Timing your grocery visit helps minimize the chances of purchasing more food.
Furthermore, the longer you spend in the grocery store, the more likely to spend more money and pick up food not on the grocery list.
The 30 minute or less recommendation does not need to be exact and you are not expected to sprint around the grocery store with your shopping cart pretending to be a contestant on “The Amazing Race”.
There is no need to start shoving innocent shoppers out of the way to retrieve your items unless they have the last discounted package of bison.
The takeaway is to practice getting in and out of the store with the appropriate groceries.
Ready? Set? Go!
5. Shopping the Perimeter
Start shopping outside of the center aisles, which is more likely to have a healthier selection including vegetables, fruits, dairy, and lean meats.
When shopping the perimeter, you are more likely to find foods that are more conducive to improving your nutrition for your enhancing your health, fitness, and body composition.
The middle aisles are typically where you may find items including potato chips, sodas, and ice cream.
However, there also may be some food items in the middle aisles that are on your grocery list such as rice, pasta, and oats (largely recommended for post-workout nutrition).

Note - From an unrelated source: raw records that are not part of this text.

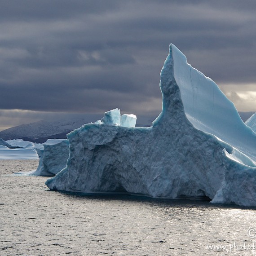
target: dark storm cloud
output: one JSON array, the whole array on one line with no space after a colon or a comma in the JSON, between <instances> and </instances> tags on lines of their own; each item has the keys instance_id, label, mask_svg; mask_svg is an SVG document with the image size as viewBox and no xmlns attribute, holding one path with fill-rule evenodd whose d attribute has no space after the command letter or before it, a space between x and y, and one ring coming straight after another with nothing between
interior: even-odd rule
<instances>
[{"instance_id":1,"label":"dark storm cloud","mask_svg":"<svg viewBox=\"0 0 256 256\"><path fill-rule=\"evenodd\" d=\"M224 88L256 84L254 0L17 0L0 7L0 109L160 112L159 74L171 43Z\"/></svg>"}]
</instances>

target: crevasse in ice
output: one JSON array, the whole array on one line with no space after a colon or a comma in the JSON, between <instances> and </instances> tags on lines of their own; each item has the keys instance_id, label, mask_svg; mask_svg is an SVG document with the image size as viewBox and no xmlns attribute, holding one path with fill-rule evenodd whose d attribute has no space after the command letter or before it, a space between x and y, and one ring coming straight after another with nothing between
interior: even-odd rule
<instances>
[{"instance_id":1,"label":"crevasse in ice","mask_svg":"<svg viewBox=\"0 0 256 256\"><path fill-rule=\"evenodd\" d=\"M41 157L36 170L30 174L54 176L66 165L69 155L69 142L67 139L48 139L40 149Z\"/></svg>"},{"instance_id":2,"label":"crevasse in ice","mask_svg":"<svg viewBox=\"0 0 256 256\"><path fill-rule=\"evenodd\" d=\"M256 206L256 134L172 44L160 79L162 110L152 126L109 125L117 124L110 115L75 130L67 166L47 186Z\"/></svg>"}]
</instances>

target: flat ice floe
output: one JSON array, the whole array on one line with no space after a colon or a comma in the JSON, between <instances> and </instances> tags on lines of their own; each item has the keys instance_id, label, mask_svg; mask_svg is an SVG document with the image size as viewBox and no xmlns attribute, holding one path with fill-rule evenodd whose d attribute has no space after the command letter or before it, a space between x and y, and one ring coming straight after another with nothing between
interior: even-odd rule
<instances>
[{"instance_id":1,"label":"flat ice floe","mask_svg":"<svg viewBox=\"0 0 256 256\"><path fill-rule=\"evenodd\" d=\"M112 111L112 123L102 119L75 130L67 135L66 167L46 184L256 206L256 134L173 44L160 76L162 111L151 127L122 126Z\"/></svg>"},{"instance_id":2,"label":"flat ice floe","mask_svg":"<svg viewBox=\"0 0 256 256\"><path fill-rule=\"evenodd\" d=\"M9 149L0 145L0 159L35 159L38 155L33 145L27 145L21 148Z\"/></svg>"}]
</instances>

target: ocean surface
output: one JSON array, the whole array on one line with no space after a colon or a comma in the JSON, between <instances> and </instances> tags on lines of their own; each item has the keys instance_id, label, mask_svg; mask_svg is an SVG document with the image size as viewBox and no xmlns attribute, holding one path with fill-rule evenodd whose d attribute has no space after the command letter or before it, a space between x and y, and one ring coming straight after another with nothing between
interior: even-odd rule
<instances>
[{"instance_id":1,"label":"ocean surface","mask_svg":"<svg viewBox=\"0 0 256 256\"><path fill-rule=\"evenodd\" d=\"M0 255L256 255L255 208L207 201L50 191L0 160ZM255 244L255 245L254 245Z\"/></svg>"}]
</instances>

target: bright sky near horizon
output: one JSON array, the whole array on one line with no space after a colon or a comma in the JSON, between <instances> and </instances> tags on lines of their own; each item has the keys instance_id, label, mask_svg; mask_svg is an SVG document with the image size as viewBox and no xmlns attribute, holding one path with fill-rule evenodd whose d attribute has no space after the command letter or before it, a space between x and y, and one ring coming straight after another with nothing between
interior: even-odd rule
<instances>
[{"instance_id":1,"label":"bright sky near horizon","mask_svg":"<svg viewBox=\"0 0 256 256\"><path fill-rule=\"evenodd\" d=\"M4 0L0 6L0 130L116 107L156 117L171 43L238 111L256 111L254 0Z\"/></svg>"}]
</instances>

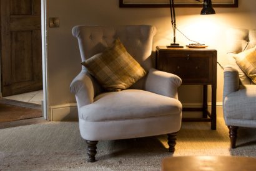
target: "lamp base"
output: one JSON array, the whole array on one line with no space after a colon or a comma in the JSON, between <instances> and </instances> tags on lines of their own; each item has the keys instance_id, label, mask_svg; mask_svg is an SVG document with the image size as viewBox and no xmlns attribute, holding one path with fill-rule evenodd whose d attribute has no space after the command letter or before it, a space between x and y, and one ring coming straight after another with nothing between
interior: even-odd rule
<instances>
[{"instance_id":1,"label":"lamp base","mask_svg":"<svg viewBox=\"0 0 256 171\"><path fill-rule=\"evenodd\" d=\"M167 45L167 47L177 47L177 48L183 48L183 46L180 46L179 44L170 44L170 45Z\"/></svg>"}]
</instances>

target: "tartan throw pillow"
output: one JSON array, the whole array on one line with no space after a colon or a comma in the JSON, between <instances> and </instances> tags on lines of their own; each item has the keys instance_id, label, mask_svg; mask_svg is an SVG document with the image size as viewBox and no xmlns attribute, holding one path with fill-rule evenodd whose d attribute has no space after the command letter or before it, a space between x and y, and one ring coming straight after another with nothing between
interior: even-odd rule
<instances>
[{"instance_id":1,"label":"tartan throw pillow","mask_svg":"<svg viewBox=\"0 0 256 171\"><path fill-rule=\"evenodd\" d=\"M256 46L238 53L234 58L239 67L256 84Z\"/></svg>"},{"instance_id":2,"label":"tartan throw pillow","mask_svg":"<svg viewBox=\"0 0 256 171\"><path fill-rule=\"evenodd\" d=\"M126 89L146 74L119 39L102 53L95 55L81 64L108 91Z\"/></svg>"}]
</instances>

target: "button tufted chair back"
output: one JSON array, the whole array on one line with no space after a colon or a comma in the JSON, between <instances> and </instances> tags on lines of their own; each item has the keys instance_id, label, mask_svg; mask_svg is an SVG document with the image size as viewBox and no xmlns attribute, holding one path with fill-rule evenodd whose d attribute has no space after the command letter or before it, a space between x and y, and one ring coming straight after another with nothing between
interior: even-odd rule
<instances>
[{"instance_id":1,"label":"button tufted chair back","mask_svg":"<svg viewBox=\"0 0 256 171\"><path fill-rule=\"evenodd\" d=\"M154 67L150 55L155 32L154 26L147 25L77 25L72 30L78 39L82 61L102 52L119 37L127 52L146 71ZM141 79L131 88L143 89L144 81Z\"/></svg>"}]
</instances>

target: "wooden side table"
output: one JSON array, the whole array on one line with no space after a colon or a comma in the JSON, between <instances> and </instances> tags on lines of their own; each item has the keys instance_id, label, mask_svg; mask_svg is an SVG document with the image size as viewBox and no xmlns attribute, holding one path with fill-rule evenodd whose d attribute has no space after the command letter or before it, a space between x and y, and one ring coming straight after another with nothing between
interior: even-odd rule
<instances>
[{"instance_id":1,"label":"wooden side table","mask_svg":"<svg viewBox=\"0 0 256 171\"><path fill-rule=\"evenodd\" d=\"M164 159L162 171L256 170L256 159L234 156L179 156Z\"/></svg>"},{"instance_id":2,"label":"wooden side table","mask_svg":"<svg viewBox=\"0 0 256 171\"><path fill-rule=\"evenodd\" d=\"M217 50L209 49L156 47L156 68L175 74L182 85L202 85L202 108L184 108L184 111L202 111L202 118L182 118L183 121L211 122L216 129ZM207 109L207 85L212 86L212 109Z\"/></svg>"}]
</instances>

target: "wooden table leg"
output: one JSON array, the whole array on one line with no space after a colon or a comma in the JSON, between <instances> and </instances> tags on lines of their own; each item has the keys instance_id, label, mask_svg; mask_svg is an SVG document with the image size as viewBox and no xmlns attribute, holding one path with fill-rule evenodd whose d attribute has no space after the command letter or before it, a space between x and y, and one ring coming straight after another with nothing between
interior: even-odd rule
<instances>
[{"instance_id":1,"label":"wooden table leg","mask_svg":"<svg viewBox=\"0 0 256 171\"><path fill-rule=\"evenodd\" d=\"M207 118L207 87L208 85L204 85L203 90L203 118Z\"/></svg>"},{"instance_id":2,"label":"wooden table leg","mask_svg":"<svg viewBox=\"0 0 256 171\"><path fill-rule=\"evenodd\" d=\"M216 130L216 85L212 85L212 130Z\"/></svg>"}]
</instances>

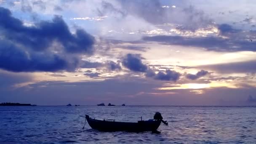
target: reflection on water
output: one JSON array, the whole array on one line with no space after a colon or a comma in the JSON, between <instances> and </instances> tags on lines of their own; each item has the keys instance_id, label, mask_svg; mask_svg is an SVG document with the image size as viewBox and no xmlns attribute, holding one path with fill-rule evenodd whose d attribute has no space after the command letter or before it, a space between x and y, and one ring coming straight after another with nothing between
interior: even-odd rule
<instances>
[{"instance_id":1,"label":"reflection on water","mask_svg":"<svg viewBox=\"0 0 256 144\"><path fill-rule=\"evenodd\" d=\"M79 117L134 122L156 112L169 123L160 134L83 129ZM1 107L0 117L0 143L256 143L256 107Z\"/></svg>"}]
</instances>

While it is OK to quickly grab some items from the middle aisles, aim to spend the majority of your time shopping outside of these aisles.
6. Adjust Food Quantities
Adjust your amount of grocery foods based on exercise schedule and overall activity level for the week.
If you planned your exercise schedule for the week and you are largely sitting throughout the week with a few days of exercise, opt for more vegetables and fruits (emphasis on vegetables) and less from other carbohydrate sources.
Aim to select the highest quality of foods that are the least expensive at quantities that are within your budget.
Check the weekly advertisement of your local grocery store while making your shopping list and adjust accordingly to what is on sale and least expensive.
Again, the more specific your grocery list is to your weekly schedule, the less likely to eat and spend more than was intended.
Grocery shopping can be a simple process to help you adhere to your nutrition plan for improving health, fitness, and body composition. Start your grocery shopping with this step-by-step guide by:
- Purchasing groceries for one week;
- Creating your grocery shopping list;
- Eating before shopping;
- Setting a timer;
- Shopping the perimeter;
- And adjusting your food quantities.